What a billion dollars buys you this week
There have been a lot of billion dollar deals in the past couple days. Sales, proposed fines, buyouts. If you’ve got a couple billion dollars lying around the house, you had a lot of options. So, on the off-chance you’re a billionaire, here are some of the things you might have been able to buy this week:
A clean river. Los Angeles city officials want to turn Los Angeles River into a scenic urban oasis, and that plan just got a bit more likely with the U.S. Army Corps of Engineers recommending approval of that $1 billion proposal. This all still has to be voted on by Congress, but it’s looking like the Los Angeles River might not be a concrete corridor for much longer.
The worst franchise in sports history. That’s what former Microsoft tycoon Steve Ballmer seems like he’ll be able to buy from noted racist-remark-maker Donald Sterling if and when his deal to buy the Los Angeles Clippers goes through. Beating out bids by David Geffen, Grant Hill, and Oprah Winfrey, the deal still requires final approval from the NBA. And though Sports Illustrated named the Clippers the “worst franchise in sports history,” their fortunes appear to be looking up.
A whole bunch of headphones. Beats, the high-end headphone manufacturer and music streaming service owned by Dr. Dre and Jimmy Iovine, might seem like an odd fit for Apple, purveyor of shiny gadgets and computers. But Apple disagrees, to the tune of the $3 billion it will spend on Beats. Apple doesn’t have to build a subscription music service itself, and instead just supplants one already in place.

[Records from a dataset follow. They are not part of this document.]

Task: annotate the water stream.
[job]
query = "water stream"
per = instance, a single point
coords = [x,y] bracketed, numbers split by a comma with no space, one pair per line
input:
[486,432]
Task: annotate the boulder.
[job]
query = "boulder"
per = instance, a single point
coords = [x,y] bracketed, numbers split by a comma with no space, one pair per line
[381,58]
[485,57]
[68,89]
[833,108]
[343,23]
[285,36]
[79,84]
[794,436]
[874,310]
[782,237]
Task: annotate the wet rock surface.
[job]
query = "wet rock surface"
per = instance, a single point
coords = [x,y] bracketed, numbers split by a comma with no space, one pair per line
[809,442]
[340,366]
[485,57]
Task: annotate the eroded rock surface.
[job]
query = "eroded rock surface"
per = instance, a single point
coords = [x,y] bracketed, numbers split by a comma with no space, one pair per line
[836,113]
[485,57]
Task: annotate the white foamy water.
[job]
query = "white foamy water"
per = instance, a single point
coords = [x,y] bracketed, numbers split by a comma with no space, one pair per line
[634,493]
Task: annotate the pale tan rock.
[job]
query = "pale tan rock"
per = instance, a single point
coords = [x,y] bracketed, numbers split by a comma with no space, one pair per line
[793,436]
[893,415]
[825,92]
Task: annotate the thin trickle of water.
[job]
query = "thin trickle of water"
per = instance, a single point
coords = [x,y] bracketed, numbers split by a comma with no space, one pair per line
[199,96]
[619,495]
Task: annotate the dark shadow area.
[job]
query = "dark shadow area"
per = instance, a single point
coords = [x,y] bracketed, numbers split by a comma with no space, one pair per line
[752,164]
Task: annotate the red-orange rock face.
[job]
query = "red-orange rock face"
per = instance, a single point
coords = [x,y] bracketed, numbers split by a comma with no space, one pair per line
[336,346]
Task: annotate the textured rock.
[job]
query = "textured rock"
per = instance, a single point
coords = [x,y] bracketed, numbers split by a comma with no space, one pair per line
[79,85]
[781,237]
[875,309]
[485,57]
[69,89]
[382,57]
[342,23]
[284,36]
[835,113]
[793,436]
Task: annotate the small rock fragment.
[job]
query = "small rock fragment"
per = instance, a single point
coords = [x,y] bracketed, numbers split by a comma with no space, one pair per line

Lots and lots of meat. Or not. When Pilgrim’s Pride offered to buy Hillshire Brands for $5.7 billion, everything seemed alright (or more accurately for the two huge meat companies, kosher). Then food-giant Tyson swept in with an even bigger offer and made everything a bit more complicated. The deal still hasn’t been finalized, but you could consider Hillshire the king of the prom right now.
Forgiveness, or at least freedom from further prosecution. That’s what BNP Paribas, the largest bank in France, might have to pay in order to avoid criminal prosecution. The U.S. Justice Department suspects that BNP Paribas ignored sanctions and did business with countries like Sudan and Iran, but won’t press criminal charges if the bank pays a very large fine. And the actual amount they have to pay might be far less, and BNP Paribas is looking to pay less than $8 billion.